For climate and energy, this election is critical. Since the Paris Agreement, there’s been progress internationally on achievable climate targets. Former president Donald Trump pulled us out of the agreement, and President Joe Biden got us back in. He also passed the biggest climate legislation to date.

If Trump gets elected, he will withdraw from Paris again—this time it could stick, plus he has pledged to roll back Biden’s climate policy. The stakes couldn’t be higher.

What are the broader geopolitical dynamics at play?

We’re not talking about just the future; climate change is a current issue. Large swaths of the world are becoming uninhabitable.

Climate is a force multiplier for chaos. For example, we’re seeing the rise of right-wing fascist movements, many fueled by a backlash to immigration. As climate change accelerates, millions more people will be displaced, which will overwhelm a lot of systems and could intensify this trend.

We have many developing nations facing repeated onslaughts of droughts, storms, and excess heat, which threaten to overwhelm these societies and lead to state collapse. Many states in the coming years may simply come apart under the sheer weight of continuous climate emergency.

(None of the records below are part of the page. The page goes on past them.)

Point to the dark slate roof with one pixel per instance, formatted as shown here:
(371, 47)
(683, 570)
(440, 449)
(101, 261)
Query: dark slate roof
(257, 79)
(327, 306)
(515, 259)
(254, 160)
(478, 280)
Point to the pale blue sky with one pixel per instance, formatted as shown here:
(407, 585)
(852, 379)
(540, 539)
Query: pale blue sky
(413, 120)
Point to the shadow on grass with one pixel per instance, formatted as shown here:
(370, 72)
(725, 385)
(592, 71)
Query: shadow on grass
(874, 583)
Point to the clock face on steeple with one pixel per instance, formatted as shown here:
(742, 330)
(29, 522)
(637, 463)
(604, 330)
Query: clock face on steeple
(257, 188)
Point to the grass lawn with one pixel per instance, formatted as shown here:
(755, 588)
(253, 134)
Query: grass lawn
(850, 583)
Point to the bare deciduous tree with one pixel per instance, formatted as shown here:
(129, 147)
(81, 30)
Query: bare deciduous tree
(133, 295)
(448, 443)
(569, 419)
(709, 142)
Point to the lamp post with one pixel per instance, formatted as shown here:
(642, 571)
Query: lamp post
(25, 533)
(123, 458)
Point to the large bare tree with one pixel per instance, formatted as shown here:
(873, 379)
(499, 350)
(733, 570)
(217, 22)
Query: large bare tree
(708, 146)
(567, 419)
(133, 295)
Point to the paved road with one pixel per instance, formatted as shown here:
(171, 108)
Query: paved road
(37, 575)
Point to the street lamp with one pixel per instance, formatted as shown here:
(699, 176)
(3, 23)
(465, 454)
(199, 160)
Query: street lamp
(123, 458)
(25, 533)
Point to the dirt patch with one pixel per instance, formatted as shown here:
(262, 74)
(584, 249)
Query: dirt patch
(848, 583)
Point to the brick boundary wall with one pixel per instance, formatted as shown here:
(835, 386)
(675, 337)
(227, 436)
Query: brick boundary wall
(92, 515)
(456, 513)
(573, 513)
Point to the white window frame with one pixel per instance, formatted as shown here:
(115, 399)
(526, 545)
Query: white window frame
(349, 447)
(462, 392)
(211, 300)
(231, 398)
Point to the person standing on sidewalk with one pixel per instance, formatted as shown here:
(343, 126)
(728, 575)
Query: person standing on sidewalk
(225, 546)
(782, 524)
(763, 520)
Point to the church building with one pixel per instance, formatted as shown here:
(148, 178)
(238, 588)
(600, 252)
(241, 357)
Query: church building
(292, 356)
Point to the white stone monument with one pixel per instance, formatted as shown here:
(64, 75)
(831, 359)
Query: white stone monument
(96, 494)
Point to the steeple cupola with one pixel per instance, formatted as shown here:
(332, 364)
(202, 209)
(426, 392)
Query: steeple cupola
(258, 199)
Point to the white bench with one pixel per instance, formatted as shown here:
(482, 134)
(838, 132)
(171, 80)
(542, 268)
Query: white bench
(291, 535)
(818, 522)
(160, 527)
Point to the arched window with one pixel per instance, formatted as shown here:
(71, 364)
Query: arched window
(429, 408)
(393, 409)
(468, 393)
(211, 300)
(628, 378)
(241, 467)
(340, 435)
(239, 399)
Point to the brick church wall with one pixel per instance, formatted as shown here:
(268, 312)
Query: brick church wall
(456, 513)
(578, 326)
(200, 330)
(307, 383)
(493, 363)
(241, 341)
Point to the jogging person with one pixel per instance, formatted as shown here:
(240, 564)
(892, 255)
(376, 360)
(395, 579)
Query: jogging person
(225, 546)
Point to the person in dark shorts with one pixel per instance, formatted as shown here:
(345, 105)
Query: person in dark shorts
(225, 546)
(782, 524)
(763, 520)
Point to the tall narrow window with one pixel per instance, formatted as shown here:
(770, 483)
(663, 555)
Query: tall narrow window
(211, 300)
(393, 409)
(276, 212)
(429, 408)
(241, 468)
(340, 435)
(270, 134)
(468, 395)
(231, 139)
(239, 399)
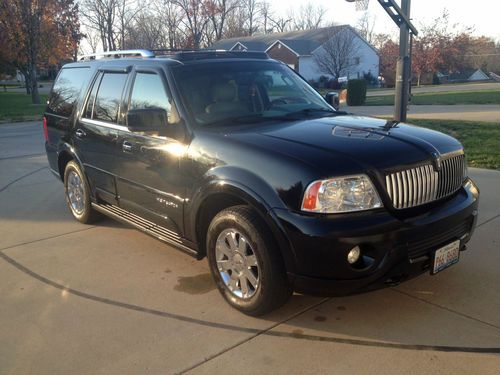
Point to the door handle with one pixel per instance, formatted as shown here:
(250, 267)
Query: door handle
(80, 133)
(127, 146)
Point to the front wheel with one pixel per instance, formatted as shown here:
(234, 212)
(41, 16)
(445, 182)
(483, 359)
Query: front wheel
(78, 194)
(245, 263)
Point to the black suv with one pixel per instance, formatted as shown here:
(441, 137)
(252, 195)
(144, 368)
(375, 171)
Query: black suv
(233, 156)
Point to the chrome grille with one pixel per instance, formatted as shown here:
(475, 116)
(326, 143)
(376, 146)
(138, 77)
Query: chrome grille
(420, 185)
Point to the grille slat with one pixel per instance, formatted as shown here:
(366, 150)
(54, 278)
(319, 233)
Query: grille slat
(421, 185)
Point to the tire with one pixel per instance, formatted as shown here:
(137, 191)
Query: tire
(77, 194)
(253, 252)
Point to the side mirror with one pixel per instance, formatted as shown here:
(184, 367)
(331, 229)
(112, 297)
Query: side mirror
(332, 98)
(147, 119)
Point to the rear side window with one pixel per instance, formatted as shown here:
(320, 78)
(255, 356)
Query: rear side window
(66, 90)
(149, 92)
(105, 98)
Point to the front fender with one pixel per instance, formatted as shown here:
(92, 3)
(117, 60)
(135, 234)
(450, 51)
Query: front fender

We are working to reshape our entire energy system with huge geopolitical implications. Right now, most gas and oil profits are fueling petrostates such as Russia, Iran, Saudi Arabia, and Venezuela, many of which are autocracies. Accelerating the transition away from fossil fuel will weaken those states. But in the short term, things could get very volatile.

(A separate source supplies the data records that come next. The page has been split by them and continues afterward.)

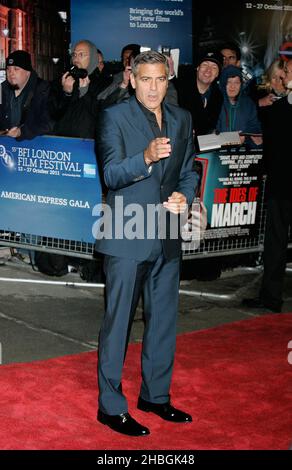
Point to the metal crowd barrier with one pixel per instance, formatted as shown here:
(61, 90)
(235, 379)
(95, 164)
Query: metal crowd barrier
(207, 246)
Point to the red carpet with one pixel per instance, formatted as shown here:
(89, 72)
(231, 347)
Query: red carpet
(235, 380)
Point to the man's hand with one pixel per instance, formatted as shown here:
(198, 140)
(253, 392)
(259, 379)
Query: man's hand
(67, 83)
(267, 100)
(176, 203)
(126, 77)
(83, 82)
(14, 132)
(157, 149)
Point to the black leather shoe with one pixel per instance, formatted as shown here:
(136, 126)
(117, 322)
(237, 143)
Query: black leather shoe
(123, 423)
(257, 302)
(164, 410)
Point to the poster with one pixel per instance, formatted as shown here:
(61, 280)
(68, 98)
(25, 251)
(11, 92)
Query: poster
(262, 31)
(153, 23)
(232, 190)
(49, 187)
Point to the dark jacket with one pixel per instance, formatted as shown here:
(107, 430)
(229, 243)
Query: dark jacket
(189, 97)
(124, 133)
(34, 117)
(277, 148)
(241, 116)
(76, 116)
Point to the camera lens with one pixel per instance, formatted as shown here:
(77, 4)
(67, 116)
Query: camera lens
(77, 73)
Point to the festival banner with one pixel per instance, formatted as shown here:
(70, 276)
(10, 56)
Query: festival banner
(231, 189)
(49, 187)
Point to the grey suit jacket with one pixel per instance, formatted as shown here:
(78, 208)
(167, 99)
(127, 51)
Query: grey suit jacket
(123, 134)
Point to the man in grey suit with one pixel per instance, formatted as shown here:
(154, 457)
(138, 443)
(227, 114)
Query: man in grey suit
(146, 151)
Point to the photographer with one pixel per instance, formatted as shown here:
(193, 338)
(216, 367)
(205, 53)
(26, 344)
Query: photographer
(23, 104)
(73, 102)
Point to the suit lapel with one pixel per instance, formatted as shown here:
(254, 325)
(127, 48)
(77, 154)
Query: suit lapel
(171, 130)
(140, 119)
(142, 123)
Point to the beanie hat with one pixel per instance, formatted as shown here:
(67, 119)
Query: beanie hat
(19, 59)
(211, 56)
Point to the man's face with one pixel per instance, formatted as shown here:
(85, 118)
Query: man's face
(233, 87)
(126, 57)
(81, 56)
(207, 72)
(150, 84)
(229, 57)
(100, 62)
(277, 81)
(288, 72)
(16, 76)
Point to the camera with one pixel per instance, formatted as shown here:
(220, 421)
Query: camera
(165, 50)
(77, 73)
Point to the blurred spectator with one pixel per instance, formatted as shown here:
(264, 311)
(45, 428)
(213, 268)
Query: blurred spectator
(74, 102)
(100, 60)
(273, 86)
(239, 112)
(198, 92)
(23, 109)
(231, 54)
(277, 142)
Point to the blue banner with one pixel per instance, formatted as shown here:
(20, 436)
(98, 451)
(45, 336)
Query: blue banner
(112, 25)
(49, 187)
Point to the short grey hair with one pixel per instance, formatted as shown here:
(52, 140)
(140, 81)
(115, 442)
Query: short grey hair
(149, 57)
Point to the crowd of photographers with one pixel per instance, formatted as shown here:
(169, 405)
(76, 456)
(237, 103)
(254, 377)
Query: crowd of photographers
(219, 96)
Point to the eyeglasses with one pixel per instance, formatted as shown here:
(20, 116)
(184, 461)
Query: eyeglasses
(81, 55)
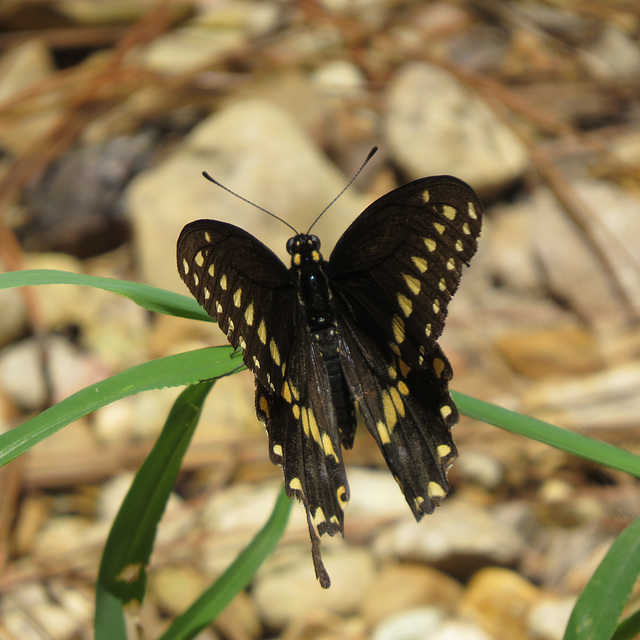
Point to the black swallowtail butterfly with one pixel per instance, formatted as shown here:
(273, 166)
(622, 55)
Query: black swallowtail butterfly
(360, 328)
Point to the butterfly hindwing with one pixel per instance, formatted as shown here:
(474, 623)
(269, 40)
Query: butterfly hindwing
(304, 439)
(409, 413)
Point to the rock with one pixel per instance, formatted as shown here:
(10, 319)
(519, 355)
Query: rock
(554, 351)
(458, 538)
(436, 125)
(608, 399)
(374, 494)
(256, 150)
(403, 587)
(510, 248)
(285, 587)
(21, 68)
(614, 55)
(459, 630)
(480, 468)
(176, 588)
(500, 600)
(573, 270)
(414, 624)
(21, 371)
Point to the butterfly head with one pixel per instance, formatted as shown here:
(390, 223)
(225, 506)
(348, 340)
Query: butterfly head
(304, 249)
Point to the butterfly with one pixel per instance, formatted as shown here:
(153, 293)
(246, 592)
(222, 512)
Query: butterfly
(361, 328)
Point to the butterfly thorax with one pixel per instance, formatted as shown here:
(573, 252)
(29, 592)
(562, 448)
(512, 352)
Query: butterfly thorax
(314, 293)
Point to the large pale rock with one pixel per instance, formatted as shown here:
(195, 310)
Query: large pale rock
(255, 149)
(436, 125)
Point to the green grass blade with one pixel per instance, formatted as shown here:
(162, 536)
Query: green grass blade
(629, 628)
(109, 620)
(598, 609)
(173, 371)
(146, 296)
(563, 439)
(130, 543)
(235, 578)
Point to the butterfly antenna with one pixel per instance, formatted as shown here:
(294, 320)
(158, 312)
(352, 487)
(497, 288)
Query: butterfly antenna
(358, 172)
(253, 204)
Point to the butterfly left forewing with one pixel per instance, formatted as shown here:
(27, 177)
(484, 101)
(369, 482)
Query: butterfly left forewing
(246, 288)
(401, 260)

What makes a difference in addressing climate change?

The two most important things are decarbonizing the energy system and creating a sustainable food system. The biggest barriers to addressing climate change aren’t technological: they are vested interests and inertia. We have a mostly human problem, which is why Middlebury Institute’s environmental master’s program focuses on the social sciences. The innovation is in the implementation.

Our current food system is an inefficient way to produce calories and protein. Feeding plants to animals, then killing them, wastes about 90 percent of the plants’ energy. We could change this with existing knowledge and technology, but how do you convince eight billion people to eat differently or change the incentive structures for farmers and agribusinesses? It’s an incredibly complex, daunting challenge, requiring the kind of skills taught at the Middlebury Institute: intercultural communication, policy analysis and advocacy, strategic communication, planning and management, and coalition building.

How can young professionals make an impact?

There is nothing more consequential right now than working on climate issues.

Do what you do best. There is no silver bullet. We need people with a wide range of skills working across every dimension. With master’s degrees in environmental policy and management, trade, nonproliferation and terrorism, and international development, our students benefit tremendously from a range of expertise and the international orientation of our curriculum and our student body.

You can find our alumni doing everything from making the supply chain more sustainable at Microsoft to setting national and international ocean policy to working on environmental justice at the Environmental Protection Agency to starting their own grassroots environmental organizations.